Blumenthal: We need to fulfill the congressional mandate to make it possible for meaningful users of certified electronic health records to get compensated in 2011 and 2012. We also think it’s necessary to have a certification process that meets the open and transparent standards that this administration believes in and that the field has called for. So together, those things require that: a) we have certification criteria that we’ve written into a rule; and b) we have a process that can implement those criteria. To do that rapidly seems to require we have some kind of process we can get up and running quickly. That process cannot have the rigor that a long-term process requires. So it does seem to me that there is a logic in the legislation and in the policy that leads us directly toward the idea of this transitional process. The HIT Policy Committee strongly recommended that approach.

HCI: I wanted to ask you about the rollout of NHIN Direct. I was listening to a March 24 meeting of the HIT Standards Committee, in which Dr. Doug Fridsma, acting director of the ONC’s Office of Interoperability and Standards, described both the types of use cases the project will address and how it relates to the long-standing work on NHIN. But when it got to the Q&A session, committee members seemed unclear about the concept of NHIN Direct. Some thought the new effort might lead to confusion about how NHIN Direct fits in with ongoing health information exchange efforts and cause providers to hesitate to make sure that what they are doing is not superseded later. If people on the HIT Standards Committee are confused about the concept, what does that likely say about the understanding of the average care provider or average consumer?

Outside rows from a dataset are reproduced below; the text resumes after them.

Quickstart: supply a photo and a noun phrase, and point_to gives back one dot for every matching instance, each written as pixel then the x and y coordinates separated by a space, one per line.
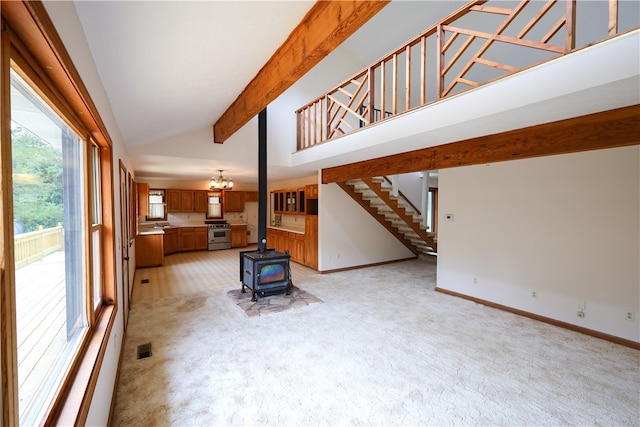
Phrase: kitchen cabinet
pixel 311 191
pixel 233 201
pixel 143 198
pixel 149 250
pixel 311 241
pixel 289 201
pixel 199 201
pixel 251 196
pixel 201 238
pixel 174 200
pixel 171 241
pixel 186 201
pixel 296 245
pixel 238 236
pixel 193 238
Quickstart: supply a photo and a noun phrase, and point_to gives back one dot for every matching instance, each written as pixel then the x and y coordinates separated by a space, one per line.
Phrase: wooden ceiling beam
pixel 607 129
pixel 325 27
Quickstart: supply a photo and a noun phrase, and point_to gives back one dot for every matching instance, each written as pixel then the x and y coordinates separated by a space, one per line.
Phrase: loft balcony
pixel 480 46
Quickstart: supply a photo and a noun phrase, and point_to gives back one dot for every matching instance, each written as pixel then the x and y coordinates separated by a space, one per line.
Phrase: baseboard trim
pixel 612 338
pixel 357 267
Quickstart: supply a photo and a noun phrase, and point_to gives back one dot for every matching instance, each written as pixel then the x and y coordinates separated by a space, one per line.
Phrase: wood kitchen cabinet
pixel 199 201
pixel 193 238
pixel 311 241
pixel 311 191
pixel 239 236
pixel 171 240
pixel 233 201
pixel 174 200
pixel 186 201
pixel 201 238
pixel 251 196
pixel 149 250
pixel 289 201
pixel 143 198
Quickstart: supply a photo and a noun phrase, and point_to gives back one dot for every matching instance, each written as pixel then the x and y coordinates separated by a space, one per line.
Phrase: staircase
pixel 401 219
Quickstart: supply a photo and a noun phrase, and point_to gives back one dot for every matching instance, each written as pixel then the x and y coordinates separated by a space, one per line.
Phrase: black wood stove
pixel 265 272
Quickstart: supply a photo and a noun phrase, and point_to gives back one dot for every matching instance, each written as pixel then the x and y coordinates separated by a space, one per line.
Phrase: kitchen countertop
pixel 150 229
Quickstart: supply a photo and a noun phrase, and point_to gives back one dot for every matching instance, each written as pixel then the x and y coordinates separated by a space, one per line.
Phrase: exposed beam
pixel 607 129
pixel 324 28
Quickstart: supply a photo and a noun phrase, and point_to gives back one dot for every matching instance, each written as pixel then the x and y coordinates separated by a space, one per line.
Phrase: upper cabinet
pixel 289 201
pixel 214 204
pixel 143 198
pixel 186 200
pixel 233 201
pixel 157 204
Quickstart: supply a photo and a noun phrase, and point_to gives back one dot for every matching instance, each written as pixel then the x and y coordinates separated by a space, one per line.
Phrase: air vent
pixel 144 351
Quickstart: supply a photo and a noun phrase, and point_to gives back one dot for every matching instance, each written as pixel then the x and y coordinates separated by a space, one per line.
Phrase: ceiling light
pixel 220 183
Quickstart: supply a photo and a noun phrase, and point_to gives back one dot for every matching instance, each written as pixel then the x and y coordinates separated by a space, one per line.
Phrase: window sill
pixel 74 407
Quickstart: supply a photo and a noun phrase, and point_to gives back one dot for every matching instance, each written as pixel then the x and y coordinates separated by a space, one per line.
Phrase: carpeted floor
pixel 381 349
pixel 272 303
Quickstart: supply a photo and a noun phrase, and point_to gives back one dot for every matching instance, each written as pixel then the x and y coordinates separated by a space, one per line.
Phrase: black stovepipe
pixel 262 180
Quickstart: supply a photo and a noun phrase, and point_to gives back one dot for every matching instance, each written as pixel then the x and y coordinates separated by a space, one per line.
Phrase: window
pixel 58 306
pixel 48 170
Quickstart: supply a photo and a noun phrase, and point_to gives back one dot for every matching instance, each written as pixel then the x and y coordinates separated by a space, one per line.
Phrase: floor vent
pixel 144 351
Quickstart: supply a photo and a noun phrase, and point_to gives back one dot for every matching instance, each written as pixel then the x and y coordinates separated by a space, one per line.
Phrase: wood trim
pixel 325 27
pixel 33 27
pixel 357 267
pixel 612 338
pixel 374 213
pixel 8 344
pixel 607 129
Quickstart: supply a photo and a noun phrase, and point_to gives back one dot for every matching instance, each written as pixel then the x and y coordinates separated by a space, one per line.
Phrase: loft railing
pixel 479 43
pixel 35 245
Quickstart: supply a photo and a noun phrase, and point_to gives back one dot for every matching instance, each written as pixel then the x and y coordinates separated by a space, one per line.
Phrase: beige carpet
pixel 382 349
pixel 273 303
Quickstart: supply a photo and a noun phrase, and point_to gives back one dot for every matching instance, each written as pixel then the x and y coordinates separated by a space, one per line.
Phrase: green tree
pixel 37 181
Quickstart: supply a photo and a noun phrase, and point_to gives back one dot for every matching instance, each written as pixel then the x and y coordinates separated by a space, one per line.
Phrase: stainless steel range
pixel 219 235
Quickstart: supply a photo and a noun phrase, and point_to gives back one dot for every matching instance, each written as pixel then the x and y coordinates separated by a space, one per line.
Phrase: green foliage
pixel 37 181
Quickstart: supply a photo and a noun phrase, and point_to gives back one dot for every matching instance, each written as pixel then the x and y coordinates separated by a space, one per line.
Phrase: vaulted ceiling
pixel 170 69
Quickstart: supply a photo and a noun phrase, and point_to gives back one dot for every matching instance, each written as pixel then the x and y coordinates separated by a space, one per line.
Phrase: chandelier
pixel 220 183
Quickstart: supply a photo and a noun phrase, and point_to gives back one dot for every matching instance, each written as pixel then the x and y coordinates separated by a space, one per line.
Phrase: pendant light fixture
pixel 220 183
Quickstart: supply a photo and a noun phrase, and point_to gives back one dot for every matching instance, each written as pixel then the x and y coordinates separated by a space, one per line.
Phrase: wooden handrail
pixel 35 245
pixel 460 59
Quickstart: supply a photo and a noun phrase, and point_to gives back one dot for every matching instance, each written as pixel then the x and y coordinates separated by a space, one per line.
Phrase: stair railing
pixel 479 43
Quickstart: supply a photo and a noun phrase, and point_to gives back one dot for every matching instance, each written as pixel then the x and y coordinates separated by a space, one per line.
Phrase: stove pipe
pixel 262 180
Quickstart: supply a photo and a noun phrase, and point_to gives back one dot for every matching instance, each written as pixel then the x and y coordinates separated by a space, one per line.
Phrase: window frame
pixel 28 40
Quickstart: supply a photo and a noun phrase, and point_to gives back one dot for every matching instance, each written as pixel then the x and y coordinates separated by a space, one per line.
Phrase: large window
pixel 58 299
pixel 49 213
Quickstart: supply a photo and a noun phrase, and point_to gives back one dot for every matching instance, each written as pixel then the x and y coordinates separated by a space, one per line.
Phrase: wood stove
pixel 265 272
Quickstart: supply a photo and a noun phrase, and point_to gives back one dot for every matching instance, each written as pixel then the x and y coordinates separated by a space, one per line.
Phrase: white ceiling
pixel 171 68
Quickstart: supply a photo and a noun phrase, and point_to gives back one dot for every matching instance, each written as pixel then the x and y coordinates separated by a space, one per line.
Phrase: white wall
pixel 566 227
pixel 348 236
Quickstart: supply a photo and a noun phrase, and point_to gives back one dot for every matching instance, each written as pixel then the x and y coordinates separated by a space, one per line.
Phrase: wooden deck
pixel 40 324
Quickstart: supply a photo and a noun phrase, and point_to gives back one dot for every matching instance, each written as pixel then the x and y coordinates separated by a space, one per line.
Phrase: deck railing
pixel 481 42
pixel 35 245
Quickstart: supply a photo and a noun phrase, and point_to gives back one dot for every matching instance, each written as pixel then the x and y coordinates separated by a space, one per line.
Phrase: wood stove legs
pixel 254 293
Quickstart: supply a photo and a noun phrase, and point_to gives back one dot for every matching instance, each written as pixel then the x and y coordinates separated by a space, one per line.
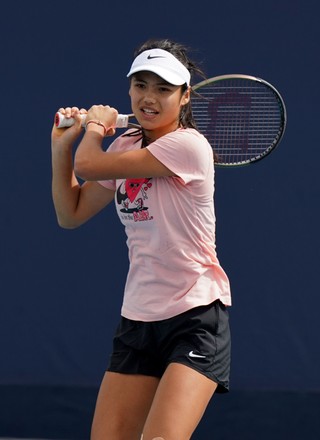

Blumenthal: We have a Policy Committee working group that has put forward this idea, and the Policy Committee endorsed the idea, so I wouldn’t say there is universal confusion. There was a meeting at one time and one place where some members of the Standards Committee were having trouble making the transition from the traditional concept of the NHIN to a new version of it. But I am quite confident that the communication process will get clarified. This is a new frontier. We are moving into new territory. We want to meet our consumers and customers where they are, and giving them an all-or-nothing, take-it-or-leave-it approach to information exchange doesn’t strike me as wise policy. We need to give them multiple routes — compatible, consistent routes — to information exchange, and I personally believe that NHIN Direct will co-exist with the NHIN, and that many of the users of Direct will migrate toward the NHIN over time once they get used to the electronic record, its functionalities, and the requirements for exchange.